Marysville Appeal-Democrat

Migrant caravan stalls at soccer field, future unclear

- The Washington Post

MATIAS ROMERO, MEXICO – After days of walking from Mexico’s southern border, the caravan of hundreds of migrants that has drawn President Donald Trump’s Twitter ire has now halted on a browngrass soccer field, its participan­ts unsure and anxious about the way forward.

The men and women, most from Central America, were squatting Tuesday in a walled public park while officials decided their fate.

“We are scared, just like you,” Irineo Mujica, the head coordinato­r of the migrant caravan, told the assembled group through a megaphone Tuesday morning. “Now President Donald Trump has said that he wants to hit us with nuclear bombs.”

Trump has made the migrant caravan a central theme in his tweets for three days running – although he hasn’t in fact threatened a nuclear strike. The president has warned that Mexico must stop the group or risk being penalized in the negotiatio­ns over reforming the North American Free Trade Agreement (NAFTA). He also has threatened to reduce foreign aid to Honduras, the home country of many of the marchers.

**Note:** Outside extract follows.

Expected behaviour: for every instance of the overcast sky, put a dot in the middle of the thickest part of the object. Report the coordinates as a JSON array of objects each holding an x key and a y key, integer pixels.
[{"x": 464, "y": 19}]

For several years, migrants have traveled north in caravans through Mexico around this time of year, both to protect themselves from crime and to highlight the plight of those fleeing Central America to escape poverty and danger. Trump’s comments have turned the event into a fresh source of tension between the United States and its southern neighbors.

The Mexican government has denied that it is allowing the migrants to push unimpeded across its territory.

On Tuesday, several Mexican immigratio­n officials began taking a census at the migrant encampment in the town of Matias Romero, in the southern state of Oaxaca. The migrants crowded around the officials and thrust out their IDS and documents.

Several hours later, the officials returned and started calling people’s names over megaphones. The authoritie­s handed those individual­s temporary legal permits, giving them 20 days to leave Mexico.